Definition: Interest is a fee for borrowing an asset from a lender. It can be consider an expense to the borrower and income to the lender. In essence, interest is compensation for a service.
What Does Interest Mean?
The lender allows a borrower to use its money for a period of time in exchange for an interest payment. You can think of interest like a rent payment, but instead of renting equipment or a building you are renting money. It’s a payment for using someone else’s cash for a period of time.
Just about every note, bond, and loan from a bank charges some amount of interest. In fact, some loans are interest only. This means the payments do not go toward the principle at all. Each payment simply pays the regular interest. If additional principle payments aren’t made, the interest payments will continue forever.
Interest is recorded as an expense to the borrower and income to the lender. Take Barb’s Fishing Shop for example. Barb wants to purchase a new delivery truck, but she doesn’t have enough cash to pay for it, so she gets an auto loan. Barb gets a $10,000 10 percent interest loan.
Initially, Barb records the loan by debiting cash and crediting notes payable. When the first monthly payment is due, Barb would debit notes payable for the principle amount paid, debit interest expense for the 10 percent interest charged for the period, and credit cash for the total payment amount.

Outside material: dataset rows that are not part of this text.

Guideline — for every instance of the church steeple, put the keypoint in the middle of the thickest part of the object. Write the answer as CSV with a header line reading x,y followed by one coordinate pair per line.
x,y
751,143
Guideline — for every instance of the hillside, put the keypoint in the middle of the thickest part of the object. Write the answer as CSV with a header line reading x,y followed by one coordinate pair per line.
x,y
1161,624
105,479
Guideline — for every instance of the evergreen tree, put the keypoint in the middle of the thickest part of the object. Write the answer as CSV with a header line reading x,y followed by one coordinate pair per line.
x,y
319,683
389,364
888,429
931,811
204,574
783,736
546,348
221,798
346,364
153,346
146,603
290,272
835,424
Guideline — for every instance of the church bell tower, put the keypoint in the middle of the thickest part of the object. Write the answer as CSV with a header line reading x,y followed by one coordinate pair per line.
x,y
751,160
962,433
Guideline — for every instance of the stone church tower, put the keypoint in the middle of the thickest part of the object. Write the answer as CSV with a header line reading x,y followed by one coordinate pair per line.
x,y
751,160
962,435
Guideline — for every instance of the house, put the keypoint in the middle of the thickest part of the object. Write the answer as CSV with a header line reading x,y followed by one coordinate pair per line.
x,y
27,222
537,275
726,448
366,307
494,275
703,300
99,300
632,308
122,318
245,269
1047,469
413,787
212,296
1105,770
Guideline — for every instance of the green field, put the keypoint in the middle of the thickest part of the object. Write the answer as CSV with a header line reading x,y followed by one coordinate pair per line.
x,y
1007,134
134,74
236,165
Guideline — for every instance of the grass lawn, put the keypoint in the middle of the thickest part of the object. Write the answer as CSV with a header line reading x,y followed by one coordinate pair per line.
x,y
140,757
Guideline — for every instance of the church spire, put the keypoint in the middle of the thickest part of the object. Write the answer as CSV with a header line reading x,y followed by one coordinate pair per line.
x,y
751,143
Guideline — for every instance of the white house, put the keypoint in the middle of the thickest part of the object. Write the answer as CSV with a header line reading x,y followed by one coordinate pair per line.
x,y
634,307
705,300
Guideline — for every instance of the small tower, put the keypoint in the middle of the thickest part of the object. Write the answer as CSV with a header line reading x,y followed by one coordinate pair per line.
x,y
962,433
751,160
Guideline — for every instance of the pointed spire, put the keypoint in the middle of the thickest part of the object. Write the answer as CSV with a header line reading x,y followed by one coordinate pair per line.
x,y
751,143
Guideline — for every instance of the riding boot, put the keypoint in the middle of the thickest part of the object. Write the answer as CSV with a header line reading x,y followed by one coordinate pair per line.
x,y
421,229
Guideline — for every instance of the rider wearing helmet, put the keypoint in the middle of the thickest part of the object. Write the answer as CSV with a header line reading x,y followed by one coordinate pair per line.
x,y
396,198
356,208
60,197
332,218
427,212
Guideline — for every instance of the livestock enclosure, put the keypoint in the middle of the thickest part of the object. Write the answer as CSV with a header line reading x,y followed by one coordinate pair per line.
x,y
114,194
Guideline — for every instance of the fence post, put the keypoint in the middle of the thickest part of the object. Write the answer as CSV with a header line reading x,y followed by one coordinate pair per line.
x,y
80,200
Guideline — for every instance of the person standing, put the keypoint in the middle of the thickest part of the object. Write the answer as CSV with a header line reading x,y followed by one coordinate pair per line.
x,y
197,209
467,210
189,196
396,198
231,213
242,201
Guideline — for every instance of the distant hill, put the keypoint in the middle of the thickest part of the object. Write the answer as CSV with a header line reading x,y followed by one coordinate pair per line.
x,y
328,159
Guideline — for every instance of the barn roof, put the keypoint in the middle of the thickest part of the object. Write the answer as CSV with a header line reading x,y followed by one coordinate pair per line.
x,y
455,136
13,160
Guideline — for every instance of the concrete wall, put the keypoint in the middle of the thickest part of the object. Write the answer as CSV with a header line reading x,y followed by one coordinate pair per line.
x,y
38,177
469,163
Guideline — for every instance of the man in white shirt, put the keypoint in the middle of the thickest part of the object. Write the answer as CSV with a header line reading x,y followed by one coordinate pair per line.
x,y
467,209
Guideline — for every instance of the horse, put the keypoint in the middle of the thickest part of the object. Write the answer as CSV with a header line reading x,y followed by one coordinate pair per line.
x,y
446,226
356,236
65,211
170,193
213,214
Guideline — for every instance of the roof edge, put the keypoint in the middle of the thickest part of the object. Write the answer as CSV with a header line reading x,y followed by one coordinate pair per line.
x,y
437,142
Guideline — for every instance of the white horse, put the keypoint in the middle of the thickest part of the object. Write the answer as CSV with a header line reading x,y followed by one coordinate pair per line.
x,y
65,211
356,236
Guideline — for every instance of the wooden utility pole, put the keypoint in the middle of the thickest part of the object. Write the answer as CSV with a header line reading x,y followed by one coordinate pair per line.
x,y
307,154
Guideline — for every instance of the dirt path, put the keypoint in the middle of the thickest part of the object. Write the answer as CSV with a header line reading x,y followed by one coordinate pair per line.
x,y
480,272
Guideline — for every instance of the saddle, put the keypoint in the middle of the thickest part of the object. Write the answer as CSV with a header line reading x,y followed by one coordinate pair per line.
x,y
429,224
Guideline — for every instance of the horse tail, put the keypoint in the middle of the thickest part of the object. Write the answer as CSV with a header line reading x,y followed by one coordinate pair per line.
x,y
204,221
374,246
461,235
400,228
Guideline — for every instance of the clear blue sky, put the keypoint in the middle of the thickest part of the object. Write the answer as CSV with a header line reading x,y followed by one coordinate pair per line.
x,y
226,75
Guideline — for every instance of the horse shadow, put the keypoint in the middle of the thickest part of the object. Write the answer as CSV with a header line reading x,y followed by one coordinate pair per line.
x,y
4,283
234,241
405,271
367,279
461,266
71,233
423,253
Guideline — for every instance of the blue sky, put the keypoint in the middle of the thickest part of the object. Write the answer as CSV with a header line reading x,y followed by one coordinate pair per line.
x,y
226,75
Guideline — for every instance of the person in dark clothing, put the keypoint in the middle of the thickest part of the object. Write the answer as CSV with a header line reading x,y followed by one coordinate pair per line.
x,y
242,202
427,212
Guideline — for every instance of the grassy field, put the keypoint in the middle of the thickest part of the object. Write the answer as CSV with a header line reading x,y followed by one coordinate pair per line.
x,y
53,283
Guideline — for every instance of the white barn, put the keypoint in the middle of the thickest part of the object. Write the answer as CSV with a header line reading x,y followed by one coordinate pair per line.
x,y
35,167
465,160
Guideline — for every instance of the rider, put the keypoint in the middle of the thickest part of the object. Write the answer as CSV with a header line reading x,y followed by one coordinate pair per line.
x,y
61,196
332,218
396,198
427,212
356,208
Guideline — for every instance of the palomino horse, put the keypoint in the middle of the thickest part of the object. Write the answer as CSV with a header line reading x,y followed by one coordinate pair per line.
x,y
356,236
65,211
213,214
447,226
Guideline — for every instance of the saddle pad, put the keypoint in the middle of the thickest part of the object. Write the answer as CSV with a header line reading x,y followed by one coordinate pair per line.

The bank, on the other hand, would record Barb’s payment by debiting cash for the total payment amount, debiting notes receivable for the principle repayment, and crediting interest income for the amount of interest collected during the period.
Since interest is not typically considered an operating activity, Barb would report the interest expense on her income statement under other expenses instead of putting it under the operating expense section.